Пуля лишь расцарапала мне плечо, но кому интересны подробности? Пока у доблестного лейтенанта «хорошее» настроение, надо пользоваться моментом. Когда еще повезет чужими руками — и ногами! — отомстить человеку, который только что чуть не отправил меня к праотцам? И вообще, переломы — самое то для поддержания дисциплины во вверенном подразделении.

Но на этот раз Бондарев лишь показал кулак нерадивому Ваське. Лейтенант торопился, иначе экзекуция была бы полноценной.

— Слушай мою команду! — Он повернулся к сержанту, разжиревшему на ворованной тушенке. — С пленного наручники снять, плечо перевязать, морду отмыть. И к командиру — срочно! Пять минут на все. Вопросы?

— Никак нет! — проблеял сержант. Взглянув на мое приветливое лицо, порубанное шрамами и обожженное радиацией, он побледнел так, словно ему приказали искупаться в соляной кислоте.

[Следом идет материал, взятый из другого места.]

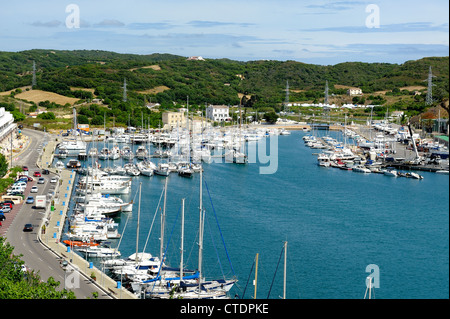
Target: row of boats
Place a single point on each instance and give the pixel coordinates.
(339, 156)
(91, 226)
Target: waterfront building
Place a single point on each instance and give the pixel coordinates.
(172, 119)
(218, 113)
(7, 124)
(354, 91)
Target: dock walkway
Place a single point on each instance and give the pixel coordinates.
(55, 216)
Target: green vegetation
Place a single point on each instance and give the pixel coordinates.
(17, 284)
(88, 75)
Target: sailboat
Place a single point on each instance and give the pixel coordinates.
(195, 286)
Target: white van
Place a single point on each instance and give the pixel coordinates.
(20, 183)
(17, 188)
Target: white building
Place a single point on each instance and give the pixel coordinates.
(6, 123)
(218, 113)
(195, 58)
(354, 91)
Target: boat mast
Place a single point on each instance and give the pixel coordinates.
(256, 274)
(163, 219)
(200, 234)
(182, 240)
(284, 277)
(137, 228)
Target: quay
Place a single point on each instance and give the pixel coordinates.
(52, 225)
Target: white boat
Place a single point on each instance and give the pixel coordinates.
(59, 165)
(141, 152)
(361, 169)
(162, 169)
(72, 147)
(99, 252)
(115, 153)
(323, 160)
(390, 172)
(133, 170)
(146, 168)
(185, 171)
(93, 152)
(104, 153)
(414, 175)
(127, 153)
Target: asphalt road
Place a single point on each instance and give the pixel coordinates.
(35, 255)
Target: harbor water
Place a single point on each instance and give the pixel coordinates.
(339, 226)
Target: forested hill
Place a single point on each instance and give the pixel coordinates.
(169, 78)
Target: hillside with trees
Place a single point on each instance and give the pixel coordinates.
(169, 79)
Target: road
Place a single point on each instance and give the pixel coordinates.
(35, 255)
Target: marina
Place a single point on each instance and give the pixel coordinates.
(249, 218)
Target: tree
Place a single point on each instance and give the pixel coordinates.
(3, 165)
(82, 119)
(271, 117)
(47, 116)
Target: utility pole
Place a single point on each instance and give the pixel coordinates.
(286, 100)
(124, 90)
(33, 82)
(429, 98)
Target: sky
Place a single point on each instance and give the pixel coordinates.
(310, 31)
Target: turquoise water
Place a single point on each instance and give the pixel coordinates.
(336, 223)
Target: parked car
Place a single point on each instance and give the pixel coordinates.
(9, 204)
(15, 193)
(23, 177)
(5, 209)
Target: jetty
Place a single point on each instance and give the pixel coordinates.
(52, 225)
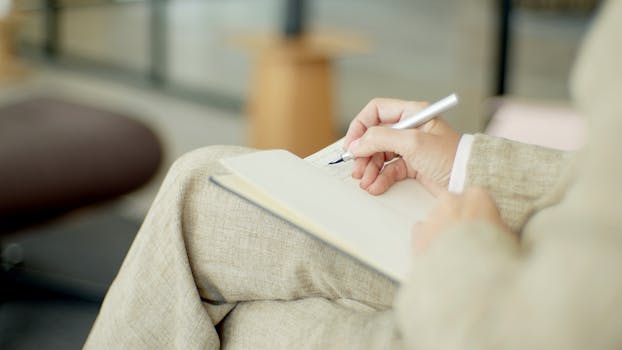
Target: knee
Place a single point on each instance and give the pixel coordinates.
(202, 162)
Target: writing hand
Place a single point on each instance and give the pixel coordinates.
(426, 153)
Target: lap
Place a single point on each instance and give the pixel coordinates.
(239, 252)
(311, 323)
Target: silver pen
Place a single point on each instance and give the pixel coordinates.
(418, 119)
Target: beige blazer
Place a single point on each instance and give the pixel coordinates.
(561, 287)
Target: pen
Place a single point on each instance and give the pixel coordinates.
(418, 119)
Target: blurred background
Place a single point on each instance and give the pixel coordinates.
(99, 97)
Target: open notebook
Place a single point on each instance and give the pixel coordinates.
(327, 203)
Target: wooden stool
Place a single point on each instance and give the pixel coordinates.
(291, 96)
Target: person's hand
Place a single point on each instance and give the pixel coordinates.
(474, 204)
(425, 153)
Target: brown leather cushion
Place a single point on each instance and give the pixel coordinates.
(56, 156)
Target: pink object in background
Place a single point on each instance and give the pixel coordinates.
(553, 125)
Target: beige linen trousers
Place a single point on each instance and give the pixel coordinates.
(208, 270)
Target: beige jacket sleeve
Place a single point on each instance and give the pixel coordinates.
(522, 178)
(560, 286)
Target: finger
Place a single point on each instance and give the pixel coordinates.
(380, 111)
(383, 139)
(359, 167)
(390, 174)
(372, 170)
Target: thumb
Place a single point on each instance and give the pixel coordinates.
(384, 139)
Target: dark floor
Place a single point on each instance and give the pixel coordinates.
(52, 298)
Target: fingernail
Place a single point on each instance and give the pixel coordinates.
(354, 145)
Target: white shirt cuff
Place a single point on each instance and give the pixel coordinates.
(457, 177)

— Выполнять! — Бондарев зашагал прочь, широко размахивая руками.

Щелкнул замок наручников. Освободившись от оков, я выставил перед собой правую руку и направил в спину лейтенанта указательный палец. После чего, прищурившись, сказал:

— Бах! — И подмигнул сержанту, мол, все ты правильно понял: следующий — ты.

Сержант побледнел еще больше и уронил свою драгоценную папку.

* * *

Ночь. Схрон Сидоровича. Навожу ствол на командира диверсионной группы. Его я сразу вычислил по манере держаться… Это я вижу отчетливо, а вот дальше — темнота беспросветная.

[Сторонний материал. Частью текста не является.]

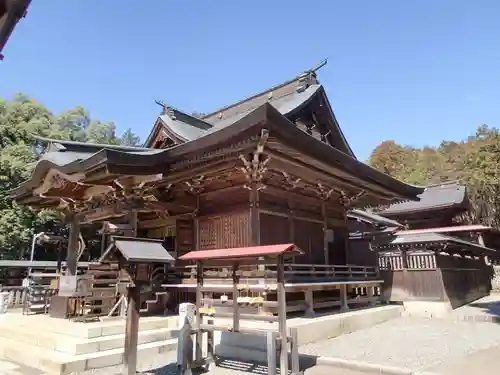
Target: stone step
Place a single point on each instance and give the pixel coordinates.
(77, 346)
(57, 363)
(107, 327)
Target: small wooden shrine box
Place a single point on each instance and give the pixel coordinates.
(137, 256)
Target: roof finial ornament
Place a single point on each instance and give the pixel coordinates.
(162, 105)
(319, 66)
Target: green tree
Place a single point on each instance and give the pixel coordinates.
(21, 117)
(129, 138)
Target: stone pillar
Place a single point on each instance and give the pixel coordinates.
(72, 252)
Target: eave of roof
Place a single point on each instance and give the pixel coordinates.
(265, 116)
(243, 252)
(186, 128)
(434, 197)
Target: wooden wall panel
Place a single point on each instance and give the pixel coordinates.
(185, 236)
(224, 231)
(274, 230)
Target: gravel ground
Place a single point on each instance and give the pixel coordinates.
(411, 343)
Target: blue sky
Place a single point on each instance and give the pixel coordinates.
(417, 72)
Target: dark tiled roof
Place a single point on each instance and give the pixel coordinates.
(449, 194)
(243, 252)
(288, 98)
(11, 12)
(374, 219)
(153, 161)
(407, 240)
(140, 250)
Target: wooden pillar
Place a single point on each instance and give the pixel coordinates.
(291, 225)
(282, 316)
(236, 307)
(132, 330)
(344, 306)
(271, 353)
(254, 215)
(199, 296)
(133, 222)
(72, 252)
(308, 294)
(325, 233)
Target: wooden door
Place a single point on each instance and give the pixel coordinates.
(184, 241)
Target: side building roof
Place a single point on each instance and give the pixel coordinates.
(11, 12)
(440, 196)
(86, 162)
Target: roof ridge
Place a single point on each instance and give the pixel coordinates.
(170, 111)
(273, 88)
(446, 183)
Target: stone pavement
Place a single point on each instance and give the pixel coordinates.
(484, 362)
(225, 368)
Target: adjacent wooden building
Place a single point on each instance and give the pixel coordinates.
(274, 168)
(423, 250)
(11, 12)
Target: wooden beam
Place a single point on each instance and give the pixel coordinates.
(294, 216)
(72, 252)
(216, 168)
(162, 222)
(333, 205)
(312, 173)
(226, 190)
(132, 330)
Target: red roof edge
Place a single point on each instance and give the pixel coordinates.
(458, 228)
(243, 252)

Нажал я на спуск или нет? Не могу знать, все как в тумане, не получается восстановить последовательность событий. От умственных упражнений только голова сильнее разболелась. Судя по шишке на затылке, кто-то от души саданул меня в череп. Сзади атаковали? Или измывались над бессознательным телом?

Я представил, как раненый Сидорович поднялся, схватил раздробленными пальцами что-то тяжелое — «бульдог», к примеру, — и бесшумно подкрался ко мне по лестнице. Ну-ну. Для полноты картины ему оставалось только демонически расхохотаться…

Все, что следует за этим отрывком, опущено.